Something that really screws up a comparison of jets vs WW II aircraft is that the jet external bombs (US MK 80 series) had a much lower drag, so the penalty for a few under wing weapons wasn't as great in proportion.
 
Another thing that has been confused. As bomber, it seems the Do217E / K / M and the Ju 88A / S were a close match in speed. As a night fighter, the Do217 J / N versions seem to have been real dogs compared to the Ju 88 C / R / G. What was about the Dornier that made it such a bad choice to turn into a night fighter or what special sauce did the Junkers have that made them so good??
 

Ju 88A and Ju 88S were not close match in speed themselves
About the question: the bigger the bomber, the more under-performing it will be as a (night) fighter when modified into one (talk making a N.F. out of Vickers Wellington). See how Mosquito was a much, much better fighter than Ju-88.
This is IMO still true even if we talk night fighters, where there was an actual disadvantage if the aircraft is too small.
 
If the Ju 88 wants to carry 250kg bombs they have to go outside, and it won't carry eight. The A-4 could carry up to four bombs outside of up to 500kg each, modifications may have allowed larger bombs but only two?

That is not quite correct. The Ju88 A-4 had a total of 6 wing stations capable of carrying 250 kg bombs, although probably only the four inner ones were commonly used. the permissible loads were up to 1800 kg on the inner pylons, up tp 500 kg on the middle ones, and 250 kg on the outer ones. Let's not forget the 1400 kg of bombs that could be carried internally, albeit in 50 kg-bombs - by weight alone that surpasses the maximum load of, for instance, the Ki-21 or Ki-49. It's true that by the time the A-4 went into combat, 50kg bombs were of little use (parafrags to attack airfields?) and the internal bays were mainly used for fuel. I don't know about the dimensions of the bays and how the bombs were carried, but I'm surprised someone didn't come up with alternative uses - dispensers for incendiaries or SD2-kind submunitions, for instance. I'll attach an official Ladeplan (load sheet) for the A-4 that shows the different possible loadouts. As the Ju-88 was intended to be used as a dive bomber, external carriage of bombs was necessary anyway.
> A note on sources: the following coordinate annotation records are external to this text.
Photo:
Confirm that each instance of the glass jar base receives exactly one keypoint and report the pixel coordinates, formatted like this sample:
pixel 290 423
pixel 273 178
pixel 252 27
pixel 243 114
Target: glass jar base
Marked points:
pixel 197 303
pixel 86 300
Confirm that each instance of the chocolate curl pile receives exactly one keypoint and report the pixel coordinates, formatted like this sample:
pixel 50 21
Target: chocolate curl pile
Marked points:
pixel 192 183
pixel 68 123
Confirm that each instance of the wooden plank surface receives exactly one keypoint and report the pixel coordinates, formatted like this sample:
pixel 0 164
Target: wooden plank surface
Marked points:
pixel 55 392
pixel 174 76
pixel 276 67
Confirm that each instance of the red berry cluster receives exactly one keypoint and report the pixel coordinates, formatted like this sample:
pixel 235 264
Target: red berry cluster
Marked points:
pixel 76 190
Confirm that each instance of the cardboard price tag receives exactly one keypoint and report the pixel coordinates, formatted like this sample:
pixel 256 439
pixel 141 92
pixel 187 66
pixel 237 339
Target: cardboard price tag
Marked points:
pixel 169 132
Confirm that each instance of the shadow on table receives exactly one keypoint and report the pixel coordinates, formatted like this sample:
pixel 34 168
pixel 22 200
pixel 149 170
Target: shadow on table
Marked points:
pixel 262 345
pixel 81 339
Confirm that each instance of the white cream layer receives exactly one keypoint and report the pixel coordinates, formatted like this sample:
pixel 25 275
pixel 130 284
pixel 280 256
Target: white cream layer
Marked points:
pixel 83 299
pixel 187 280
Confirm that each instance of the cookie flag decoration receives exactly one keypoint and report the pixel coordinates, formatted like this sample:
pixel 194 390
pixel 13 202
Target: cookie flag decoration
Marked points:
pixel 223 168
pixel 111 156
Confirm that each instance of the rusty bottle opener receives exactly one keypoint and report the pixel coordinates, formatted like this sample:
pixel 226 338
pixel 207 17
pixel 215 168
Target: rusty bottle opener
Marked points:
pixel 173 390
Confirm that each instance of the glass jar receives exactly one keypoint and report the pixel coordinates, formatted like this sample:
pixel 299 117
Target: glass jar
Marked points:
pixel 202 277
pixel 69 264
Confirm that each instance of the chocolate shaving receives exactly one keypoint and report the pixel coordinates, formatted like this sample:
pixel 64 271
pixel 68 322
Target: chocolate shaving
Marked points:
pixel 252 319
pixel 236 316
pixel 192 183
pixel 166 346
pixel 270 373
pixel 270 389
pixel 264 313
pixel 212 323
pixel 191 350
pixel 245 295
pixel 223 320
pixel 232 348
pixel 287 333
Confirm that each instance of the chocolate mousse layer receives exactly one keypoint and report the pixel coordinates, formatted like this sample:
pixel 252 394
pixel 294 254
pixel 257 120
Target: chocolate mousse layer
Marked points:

By the way, they found out in the eighties that carrying two Mk8x bombs in Tandem externally caused more drag than two conventionally shaped bombs of the same weight.
 
If I could read German this might be easier to answer. But (to the op's original question) wasn't the design intention different? I understand they were both schnellbombers but wasn't the Do217 more of a dedicated level-flight bomber and the Ju88 more of multirole aircraft? Intended to fill roles as dive bomber, long range fighter and torpedo bomber?
 

Such things usually get down to fundamentals wing loading, power to weight ratios and maybe aspect ratios we can check. The larger internal fuel capacity and much larger, actually usable, bomb bay of the Dornier came at a cost in weight. Higher wing loading reduces drag but worsens climb and takeoff. As engines in the 2000hp or more class become available these issues would have faded away. However the 2000,2050,2100 and 2250hp engines belatedly available and fuel available had to be reserved for fighters and in any case providing 2000hp WEP Noteleistung in a fighter flying at 400mph is easier to accomplish than the same power duing takeoff due to cooling flow over the engine and its oil cooler. A Dornier Do 217M with Jumo 213E1 might have been a real beast.